I was experimenting with the Riva STT “word boosting” capabilities by following this doc. This doc said “Out-of-vocabulary (OOV) word boosting is supported.”
But when I try to boost the OOV word, I get
E1201 10:11:54.271695 77 streaming_asr_ensemble.cc:1286] Caught exception: Unable to encode the word <MY_OOV_boosted_WORD>
E1201 10:11:54.271879 1856266 grpc_riva_asr.cc:1465] Received error from Triton: Unable to encode the word <MY_OOV_boosted_WORD>
Then I found this doc. That says “Flashlight decoder used in Riva is a lexicon-based decoder and only emits words that are present in the decoder vocabulary file.”
So when I add the <MY_OOV_boosted_WORD> in the lexicon file, the above encoding error is solved.
Could you please tell me how I can boost the OOV words in Riva? If you need any other information please let me know.

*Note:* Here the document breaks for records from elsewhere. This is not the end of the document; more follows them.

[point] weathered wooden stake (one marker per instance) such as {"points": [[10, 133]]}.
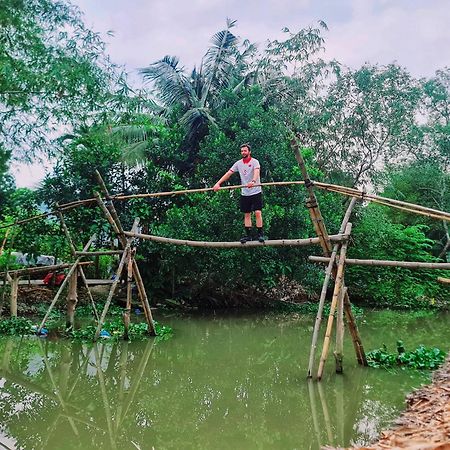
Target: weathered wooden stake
{"points": [[336, 293], [14, 283], [339, 351], [72, 300], [127, 312]]}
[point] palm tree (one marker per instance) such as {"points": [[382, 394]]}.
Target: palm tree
{"points": [[197, 94]]}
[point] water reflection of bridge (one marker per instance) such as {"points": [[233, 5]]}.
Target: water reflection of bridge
{"points": [[59, 385]]}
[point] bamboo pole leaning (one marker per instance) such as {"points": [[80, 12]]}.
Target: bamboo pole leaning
{"points": [[63, 285], [113, 218], [339, 284], [385, 263], [80, 270], [323, 293], [116, 282]]}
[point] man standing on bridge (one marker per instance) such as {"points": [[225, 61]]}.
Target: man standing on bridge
{"points": [[251, 195]]}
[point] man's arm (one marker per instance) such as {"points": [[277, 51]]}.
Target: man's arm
{"points": [[255, 177], [224, 178]]}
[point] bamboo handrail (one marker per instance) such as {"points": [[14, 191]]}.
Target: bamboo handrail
{"points": [[398, 204], [251, 244], [34, 270], [385, 263]]}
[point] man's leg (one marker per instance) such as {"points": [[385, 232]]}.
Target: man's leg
{"points": [[248, 228], [259, 225]]}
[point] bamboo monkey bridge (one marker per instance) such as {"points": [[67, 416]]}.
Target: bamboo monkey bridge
{"points": [[334, 249]]}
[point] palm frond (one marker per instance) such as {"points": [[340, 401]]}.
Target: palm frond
{"points": [[135, 155], [131, 134], [170, 81], [219, 60]]}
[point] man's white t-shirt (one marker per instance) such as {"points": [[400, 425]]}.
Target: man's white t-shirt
{"points": [[246, 172]]}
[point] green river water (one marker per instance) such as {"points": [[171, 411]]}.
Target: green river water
{"points": [[221, 382]]}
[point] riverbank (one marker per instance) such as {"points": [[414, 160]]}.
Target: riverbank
{"points": [[425, 424]]}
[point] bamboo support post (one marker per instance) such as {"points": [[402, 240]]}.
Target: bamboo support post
{"points": [[325, 244], [353, 328], [114, 220], [101, 379], [339, 280], [127, 312], [323, 293], [339, 351], [14, 294], [72, 300], [63, 285], [444, 280], [115, 284], [80, 268], [385, 263]]}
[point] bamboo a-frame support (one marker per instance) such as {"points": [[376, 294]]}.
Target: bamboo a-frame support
{"points": [[332, 246]]}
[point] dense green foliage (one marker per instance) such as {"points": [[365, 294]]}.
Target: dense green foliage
{"points": [[376, 126], [421, 358]]}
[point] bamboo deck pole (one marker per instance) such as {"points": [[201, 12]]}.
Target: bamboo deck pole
{"points": [[339, 284], [80, 268], [14, 283], [325, 288], [136, 272], [339, 351], [251, 244], [115, 284], [384, 263], [100, 253], [63, 285]]}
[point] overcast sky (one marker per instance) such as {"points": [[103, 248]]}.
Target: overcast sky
{"points": [[414, 33]]}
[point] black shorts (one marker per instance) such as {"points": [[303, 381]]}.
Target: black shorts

I have the same problem. For example, for the RIVA Parakeet-CTC-XXL-1.1B ASR English model, word boosting works correctly. However, for Parakeet-TDT_CTC-110M, using word boosting causes the error Unable to encode the word <MY_OOV_boosted_WORD>. The difference between these models is in the tokenizer. parakeet-1.1b uses SentencePiece Unigram. Parakeet-110m uses BPE. If the words needed for boosting are added to the lexicon file, then boosting works for the Parakeet-110m model as well. But for out-of-vocabulary (OOV) words, RIVA encodes this words on the fly. And this feature only works with SentencePiece Unigram tokenizers. Is there a fix or instructions on how to boost OOV words for models with a BPE tokenizer?
Out of vocabulary means the words which are not present in vocab.txt used during riva-build.
The boosting will not work for characters out of model’s tokenizer.
Characters like ‘<‘, ‘>’ are not part of tokenizer hence the warning.
if you need to boost characters which are not part of model’s tokenizer, please wait for our next Parakeet CTC NIM release.